O atmadan mesaj atmayayım, o aramazsa ben hiç aramam demek ve bütün gün mesaj beklemek, başkasından bahsedilince birden gerginleşmek ve kızların girdiği triplerin genel adıdır. Erkekler nedense belli etmeyi istememek gibi şeyler yapmazlar.
benim basıma geldiği için biliyorum. yazın tatilde birisi ile tanısmıstım numaralarımızı falan verdik. ben çocuktan çok hoşlanmıstım ama arayamıyordum çünkü hoşlandığımı belli etmek istemiyordum. *
babamın favoriler bayağı aşağıda,
işten yeni geldiği için kravatı çıkarmamış,birazdan çıkarıp cebine koyacak
annem elişi örmekte,aynı zamanda konuşulanları dinliyor,
mutfaktan 3 gözlü ocağın üzerinde patlamaya çalışan mısırın kokusu geliyor,
beyaz florasanın aydınlık etkisi hissediliyor.keşke bizde de olsa diyorum
sokaktan inek sürüsünün dönüş sesleri geliyor, belli ki geç kalmışlar,
ara ara böğürüyorlar...mööö
isminin selin olduğunu anladığım sarışın kız bana bakıyor. benim yaşlarımda olduğu belli, olmasa bile boyu tam benim kadar.
bakışlarından anladığım kadarı ile oyun oynamak istiyor.

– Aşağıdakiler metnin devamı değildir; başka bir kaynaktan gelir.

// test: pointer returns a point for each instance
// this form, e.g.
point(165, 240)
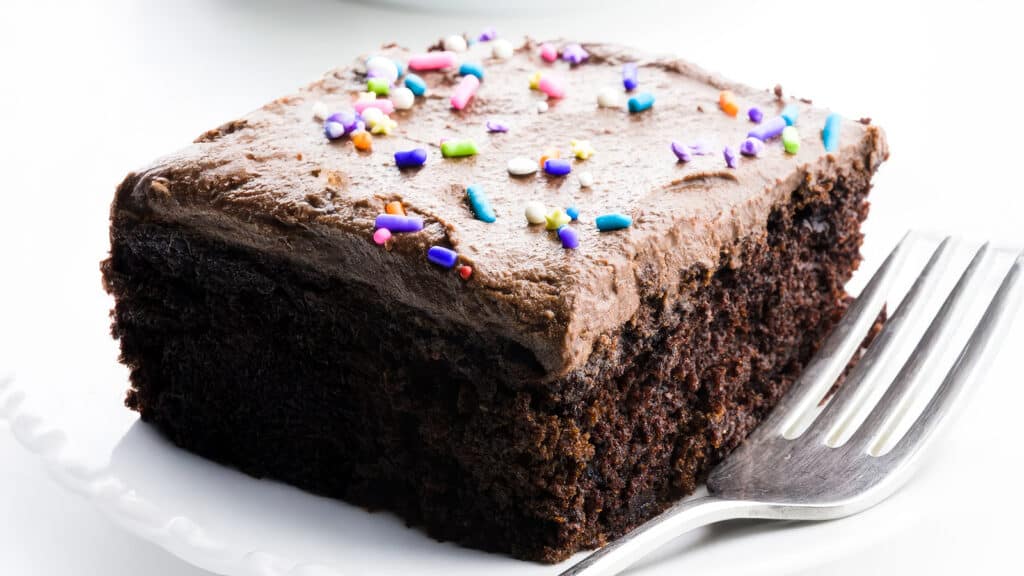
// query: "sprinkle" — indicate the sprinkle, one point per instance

mavili kırmızılı bir elbise var üzerinde, çok zengin görünüyor... acayip utanıyorum, keşke bir erkek çocukları olsaydı
annesi sesleniyor...
- seliiin, hadi öp bakalım misafirlerin ellerini
( onay vermeden kalkıp öpüyor babamın ve annemin ellerini )
annem: aman ne şeker şeysin sen öyle, gel bakiiim diyip yanaklarından iade-i öpücük veriyor.
sonra...usul usul bana doğru geliyor.
( gözlerime bakıyor )
( allahım bitsin bu çile,çok acayip utanıyorum, yere doğru eğiyorum başımı...)
annem yetişiyor imdadıma...
- kızım arkaşına da hoşgeldin de hadi...
( hoşgeldin diyor sevimli bir ses tonuyla )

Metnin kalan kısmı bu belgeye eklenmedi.